To obtain effective ChatGPT responses, it is crucial to provide the appropriate meaning specifiers for the corresponding prompts.

Why Attribute Management is needed?

Isn't it a trivial question? You just need to make a template like this: "I am a man, I live in palo alto. [Replace with what I want to ask ChatGPT]." Done.

Well, that's certainly a show stopper. But our show has many "episodes." In the upcoming episodes, we will have these in the show.

  • If we wish to apply certain rules based on categories such as man, woman, LGBTQ categories, etc., and utilize different prompt parameters, what would be the approach to implement this?
  • If we intend to share with different individuals who may only make minimal configurations to customize their experience, it is possible to receive more personalized attributes that may not necessarily fit into a fixed template.
  • If we aim to "instrument" the prompt to gather certain analytics, we could create functions that generate specific instrumentation codes. However, with an unstructured template, how can this be achieved?

There needs to be a monitoring mechanism for ChatGPT's prompt performance in an organizational setting, as well as tooling support for managing the individual and group attributes utilized in the prompts.

Model the Prompt Meanings with Formal Semantics

Utilizing Formal Semantics, we will model the in-depth meaning structures of that example use case, 'I want to go shopping.' This will provide valuable insights into the design of attribute management.

Definition CN:=Set.
Parameter Man: CN.
Parameter Human: CN.
Axiom mh : Man -> Human. Coercion mh: Man >-> Human.
Parameter Pingping: CN.
Axiom pm : Pingping -> Man. Coercion pm: Pingping >-> Man.
Parameter shop: Human->Prop.

Parameter in_palo_alto : Human->Prop.
Parameter I: Pingping.
Definition I_shop:= shop I.
Definition I_am_in_palo_alto:= in_palo_alto I.

Parameter as_a_man: (Man -> Prop) -> (Human -> Prop).
Parameter as_in_palo_alto : (Human->Prop)->(Human->Prop).

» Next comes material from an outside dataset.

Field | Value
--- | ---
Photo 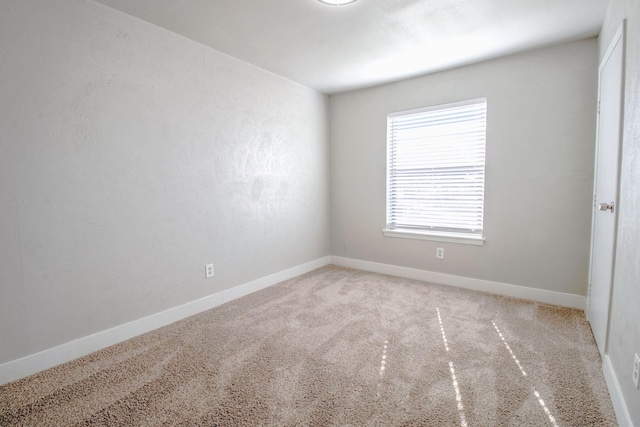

Definition I_shop_in_palo_alto:= (as_a_man shop) I.

Definition I_shop_in_palo_alto_in_man_manner:=
? (as_in_palo_alto (as_a_man shop)) I.
        

The above code can be copy pasted into the Coq Online Environment https://coq.vercel.app/scratchpad.html .

I will immediately present the takeaway from the formal semantic code above.

  • The prompt 'I go shop' is too general and lacks specificity.
  • The term "shop" is too general, as it only pertains to the "Human" category. It is a broad pattern that any human can shop, without specifying the type of human or their shopping preferences.
  • The phrase 'as_a_man' represents an implicit semantic meaning. It implies that if Pingping Xiu identifies as a man, then any action taken by Pingping should reflect this identity and be performed 'as_a_man'.
  • The phrase "as_in_palo_alto" is another implicit semantic meaning. However, we did not apply the advanced Event features in Formal Semantics here.
  • The most specificity prompt is "(as_in_palo_alto (as_a_man shop)) I" which reads I want to shop as a man, as being in palo alto. It directly translate to "I am a man. I lives in Palo Alto. I want to go shopping."
  • To move from a generic prompt like "I shop" to a more specific prompt like "I shop in Palo Alto in a manly manner," a lifting rule must be applied that considers properties such as "I am Pingping," "Pingping is a man," and "a man is a human" to make an entailment.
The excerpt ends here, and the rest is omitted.